Alkalispirochaeta americana ASpG1T was isolated from alkaline Mono Lake at Mojave Desert, in California. This Gram-negative, free-living, non-pathogenic spirochete requires anaerobic buffer system with pH 9.0–10.0 and 3% NaCl (marine salinity) for growth. It was isolated as a satellite of the hydrogen consuming sulfate-reducing bacterium (SRB) Desulfonatronum thioreducens MLF1T. In vitro these bacteria grow better in binary culture since SRB removes inhibiting concentrations of hydrogen for sugar-lytic spirochete. For industrial applications, Gram-negative bacteria are preferable since no spore-formation occurs during continuing batch cultivation. Also, the yield of H2 from A. americana ASpG1T may achieve 80% compared to ~30% of those by Clostridium butyricum and other pathogenic anaerobes. At application of A. americana ASpG1T, the anaerobic mixture of exit gases (H2:CO2) appears in safe, not explosive proportion, while commercial cultivation of hydrogen-producing photosynthetic algae yields explosive gas mixture of hydrogen and oxygen.
Richard B. Hoover
US Space & Rocket Center, Huntsville, AL, USA
Potential applications of Spirochaeta americana for hydrogen production
The global climate and energy crisis has highlighted the urgent need for clean, decarbonized energy production and stimulated interest in renewable, sustainable sources. The International Energy Agency sees hydrogen as a key part of the energy transition and green biohydrogen may play an important role. Hydrogen stores the highest chemical energy per unit mass (higher heating value – 142 MJ/kg) and yields pure water upon reaction with oxygen. In 2000, a National Space Science Technology Center (NSSTC) astrobiology expedition searched for microbial extremophiles in sulfurous, alkaline, hypersaline, endorheic soda Mono Lake in California – as analog for impact/volcanic crater lakes on Mars. Paoha, a volcanic island with hot (~90 oC) alkaline springs emerged 350 years ago in Mono Lake. Hoover anaerobically collected black mud samples with strong hydrogen sulfide odor from under shallow water (T – 21.6 oC; salinity – 7%; pH – 9.9) at the southshore. Pikuta obtained enrichment cultures and isolated the novel strain ASpG1T – an obligately anaerobic, mesophilic, haloalkaliphilic, non-pathogenic, sugar-lytic spirochaete. The new species Spirochaeta americana ASpG1T was validly published in 2003 and transferred in 2017 to new genus as Alkalispirochaeta americana ASpG1T.
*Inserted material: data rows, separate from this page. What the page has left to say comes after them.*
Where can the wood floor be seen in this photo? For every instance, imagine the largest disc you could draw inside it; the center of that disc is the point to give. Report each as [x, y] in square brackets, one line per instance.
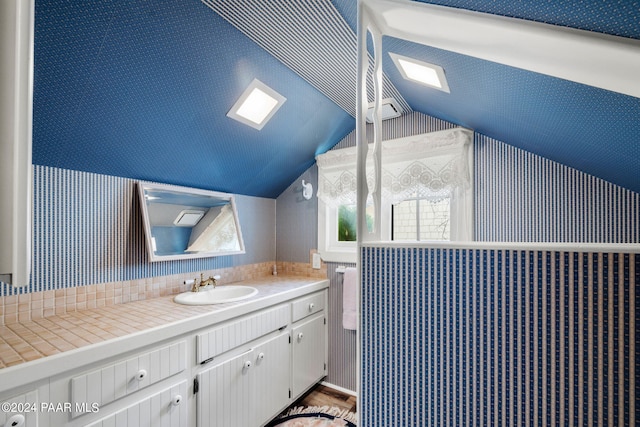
[326, 396]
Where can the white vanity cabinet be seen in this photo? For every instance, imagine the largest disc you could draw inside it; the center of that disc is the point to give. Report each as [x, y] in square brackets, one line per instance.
[21, 410]
[246, 390]
[240, 365]
[309, 342]
[166, 408]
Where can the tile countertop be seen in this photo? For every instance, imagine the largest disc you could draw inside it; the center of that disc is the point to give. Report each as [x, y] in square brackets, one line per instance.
[68, 340]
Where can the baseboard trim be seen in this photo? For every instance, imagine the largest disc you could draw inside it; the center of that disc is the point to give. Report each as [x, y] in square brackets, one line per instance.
[340, 389]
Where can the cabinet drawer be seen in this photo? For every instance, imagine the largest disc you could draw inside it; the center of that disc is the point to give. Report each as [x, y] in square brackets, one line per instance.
[111, 382]
[166, 408]
[306, 306]
[223, 338]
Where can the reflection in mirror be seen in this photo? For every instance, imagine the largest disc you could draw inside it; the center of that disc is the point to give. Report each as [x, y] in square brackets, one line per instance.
[184, 223]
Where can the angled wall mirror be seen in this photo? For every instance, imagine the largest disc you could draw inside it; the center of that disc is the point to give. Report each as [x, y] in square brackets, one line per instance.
[186, 223]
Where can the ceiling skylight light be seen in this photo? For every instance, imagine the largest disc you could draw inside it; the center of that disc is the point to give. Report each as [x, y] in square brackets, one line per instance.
[421, 72]
[257, 104]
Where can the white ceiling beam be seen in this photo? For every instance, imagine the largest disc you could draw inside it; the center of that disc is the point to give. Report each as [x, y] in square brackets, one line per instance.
[594, 59]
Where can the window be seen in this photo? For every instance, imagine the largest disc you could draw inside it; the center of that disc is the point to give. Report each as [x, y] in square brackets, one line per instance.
[421, 220]
[426, 192]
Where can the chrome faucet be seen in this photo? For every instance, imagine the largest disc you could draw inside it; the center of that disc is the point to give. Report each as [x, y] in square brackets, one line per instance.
[210, 281]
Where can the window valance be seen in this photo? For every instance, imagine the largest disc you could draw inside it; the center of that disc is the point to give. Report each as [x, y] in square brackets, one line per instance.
[427, 166]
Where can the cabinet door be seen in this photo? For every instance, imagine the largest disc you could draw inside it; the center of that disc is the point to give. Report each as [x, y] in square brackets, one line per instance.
[309, 354]
[167, 408]
[224, 398]
[271, 377]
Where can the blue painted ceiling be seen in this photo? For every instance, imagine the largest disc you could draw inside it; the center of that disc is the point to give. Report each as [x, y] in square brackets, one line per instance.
[141, 89]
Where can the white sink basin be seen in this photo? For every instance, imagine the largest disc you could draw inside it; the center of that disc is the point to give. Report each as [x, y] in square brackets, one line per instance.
[217, 295]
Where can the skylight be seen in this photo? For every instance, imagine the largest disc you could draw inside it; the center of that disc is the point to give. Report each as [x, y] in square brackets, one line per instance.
[257, 104]
[421, 72]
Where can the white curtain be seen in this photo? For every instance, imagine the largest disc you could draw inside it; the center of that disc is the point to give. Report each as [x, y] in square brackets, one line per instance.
[430, 165]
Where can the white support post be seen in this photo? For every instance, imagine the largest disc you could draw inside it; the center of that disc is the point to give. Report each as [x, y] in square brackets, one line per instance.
[377, 132]
[16, 100]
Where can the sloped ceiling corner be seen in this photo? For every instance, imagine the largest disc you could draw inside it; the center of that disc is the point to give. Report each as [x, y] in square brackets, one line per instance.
[141, 89]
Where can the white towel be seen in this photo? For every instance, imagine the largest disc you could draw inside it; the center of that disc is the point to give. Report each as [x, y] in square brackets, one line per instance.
[350, 299]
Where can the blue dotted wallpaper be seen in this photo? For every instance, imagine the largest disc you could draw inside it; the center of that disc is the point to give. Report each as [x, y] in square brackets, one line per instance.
[141, 89]
[590, 129]
[616, 17]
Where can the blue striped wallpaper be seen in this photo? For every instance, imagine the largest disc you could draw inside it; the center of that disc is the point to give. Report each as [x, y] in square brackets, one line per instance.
[521, 197]
[477, 337]
[88, 229]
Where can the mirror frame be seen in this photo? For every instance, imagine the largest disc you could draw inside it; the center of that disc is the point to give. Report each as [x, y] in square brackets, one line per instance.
[153, 257]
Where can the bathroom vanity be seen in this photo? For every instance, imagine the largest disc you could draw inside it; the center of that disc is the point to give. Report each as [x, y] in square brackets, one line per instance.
[234, 364]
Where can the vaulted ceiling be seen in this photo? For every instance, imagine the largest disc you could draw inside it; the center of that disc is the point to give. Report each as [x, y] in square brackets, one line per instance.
[141, 89]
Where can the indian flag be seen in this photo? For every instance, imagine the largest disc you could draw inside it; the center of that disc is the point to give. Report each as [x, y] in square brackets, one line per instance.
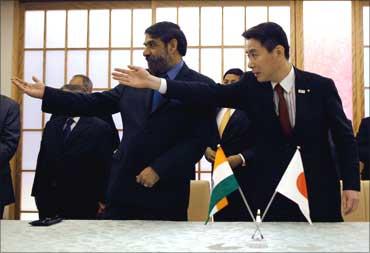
[224, 183]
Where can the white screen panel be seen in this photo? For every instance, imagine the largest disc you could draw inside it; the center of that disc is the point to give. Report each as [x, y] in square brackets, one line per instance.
[54, 75]
[366, 28]
[166, 14]
[32, 115]
[119, 59]
[281, 16]
[34, 29]
[32, 107]
[77, 28]
[98, 69]
[27, 201]
[211, 26]
[211, 63]
[189, 24]
[121, 28]
[255, 15]
[233, 58]
[30, 149]
[142, 19]
[366, 67]
[76, 63]
[233, 25]
[99, 28]
[55, 29]
[32, 65]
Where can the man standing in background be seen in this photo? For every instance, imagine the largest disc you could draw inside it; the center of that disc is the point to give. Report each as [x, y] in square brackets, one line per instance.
[233, 133]
[9, 137]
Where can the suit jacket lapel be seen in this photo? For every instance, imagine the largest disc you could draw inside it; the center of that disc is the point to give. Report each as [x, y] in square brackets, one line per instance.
[301, 96]
[180, 76]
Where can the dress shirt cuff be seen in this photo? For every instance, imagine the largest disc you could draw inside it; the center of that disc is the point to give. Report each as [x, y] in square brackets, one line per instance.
[243, 159]
[163, 87]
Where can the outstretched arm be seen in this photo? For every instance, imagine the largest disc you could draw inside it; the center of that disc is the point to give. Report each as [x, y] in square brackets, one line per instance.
[71, 104]
[235, 95]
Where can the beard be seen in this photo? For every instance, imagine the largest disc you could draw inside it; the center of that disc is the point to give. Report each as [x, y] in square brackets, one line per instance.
[158, 65]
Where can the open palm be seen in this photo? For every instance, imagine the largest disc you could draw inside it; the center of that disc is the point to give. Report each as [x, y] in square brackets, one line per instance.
[35, 90]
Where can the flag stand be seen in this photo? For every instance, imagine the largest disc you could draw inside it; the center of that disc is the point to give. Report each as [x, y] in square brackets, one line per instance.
[251, 214]
[264, 213]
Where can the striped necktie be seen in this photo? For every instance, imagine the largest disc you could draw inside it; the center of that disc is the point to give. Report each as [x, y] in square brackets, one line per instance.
[225, 119]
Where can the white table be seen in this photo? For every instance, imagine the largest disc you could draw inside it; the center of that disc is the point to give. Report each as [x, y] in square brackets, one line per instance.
[159, 236]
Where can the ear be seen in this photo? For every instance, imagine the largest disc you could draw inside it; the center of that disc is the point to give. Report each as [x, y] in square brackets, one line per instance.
[279, 50]
[172, 45]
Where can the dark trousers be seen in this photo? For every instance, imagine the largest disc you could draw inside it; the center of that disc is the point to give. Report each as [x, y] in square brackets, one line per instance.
[129, 213]
[51, 207]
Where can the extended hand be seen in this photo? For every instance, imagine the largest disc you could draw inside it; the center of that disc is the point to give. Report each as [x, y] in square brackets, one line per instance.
[136, 77]
[35, 90]
[210, 155]
[147, 177]
[350, 201]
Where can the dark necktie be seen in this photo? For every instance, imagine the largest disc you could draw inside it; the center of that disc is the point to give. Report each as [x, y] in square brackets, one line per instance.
[283, 112]
[157, 97]
[67, 128]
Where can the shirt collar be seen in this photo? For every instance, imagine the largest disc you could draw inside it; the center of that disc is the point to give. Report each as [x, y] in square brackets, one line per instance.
[172, 73]
[288, 81]
[76, 119]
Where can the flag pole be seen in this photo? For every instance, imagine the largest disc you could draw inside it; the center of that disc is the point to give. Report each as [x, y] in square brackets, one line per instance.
[268, 206]
[265, 212]
[250, 212]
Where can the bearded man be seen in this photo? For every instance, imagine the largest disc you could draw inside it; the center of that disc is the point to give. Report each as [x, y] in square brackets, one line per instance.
[162, 139]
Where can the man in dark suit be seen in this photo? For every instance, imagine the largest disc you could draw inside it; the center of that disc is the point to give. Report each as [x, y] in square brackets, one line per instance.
[162, 138]
[289, 108]
[232, 132]
[87, 86]
[9, 137]
[73, 166]
[363, 142]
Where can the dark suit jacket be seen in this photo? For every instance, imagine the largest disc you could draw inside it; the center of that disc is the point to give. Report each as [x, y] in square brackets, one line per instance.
[71, 176]
[237, 138]
[318, 109]
[363, 141]
[9, 137]
[114, 132]
[170, 140]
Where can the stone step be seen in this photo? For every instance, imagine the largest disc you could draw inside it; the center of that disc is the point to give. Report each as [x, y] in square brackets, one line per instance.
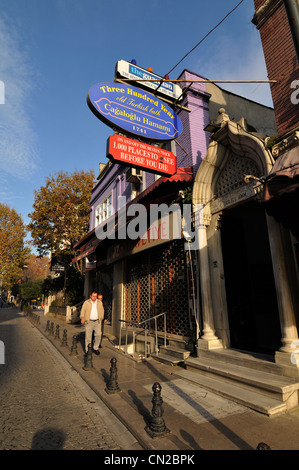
[278, 385]
[178, 353]
[167, 359]
[229, 390]
[252, 360]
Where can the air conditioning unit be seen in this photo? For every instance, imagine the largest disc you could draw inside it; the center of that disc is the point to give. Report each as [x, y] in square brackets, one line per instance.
[134, 175]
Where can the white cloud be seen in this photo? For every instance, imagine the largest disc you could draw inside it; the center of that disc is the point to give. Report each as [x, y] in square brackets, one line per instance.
[18, 154]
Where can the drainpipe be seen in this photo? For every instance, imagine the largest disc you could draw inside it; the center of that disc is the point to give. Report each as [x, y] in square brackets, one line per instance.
[292, 10]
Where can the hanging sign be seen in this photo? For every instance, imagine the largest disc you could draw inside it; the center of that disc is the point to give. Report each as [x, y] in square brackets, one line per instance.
[134, 111]
[134, 72]
[139, 154]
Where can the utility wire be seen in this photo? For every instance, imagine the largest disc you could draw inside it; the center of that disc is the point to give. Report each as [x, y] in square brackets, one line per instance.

Characterization studies showed that S. americana is a strictly anaerobic chemoheterotrophic, obligate haloalkaliphile (no growth at pH 7) requiring carbonate and sodium ions. It exhibited fermentative type metabolism with hydrogen as the primary end product of D–glucose fermentation. Subsequent NSSTC batch cultivation experiments (T – 37 oC; pH – 9.7; NaCl – 3% w/v) revealed an astonishing level (~80–90%) of hydrogen production during the first 29 hours of growth with minor (~1%) CO2 levels produced. Growth at high pH prevents contamination by methanogens. Spirochaeta americana is non-pathogenic unlike Klebsiella, Enterobacter, Clostridium species. Batch culture experiments showed best hydrogen production with addition of 0.5–1.0 g/lyeast extract. Removing inhibiting concentration of hydrogen from the system maintains culture in good physiological state.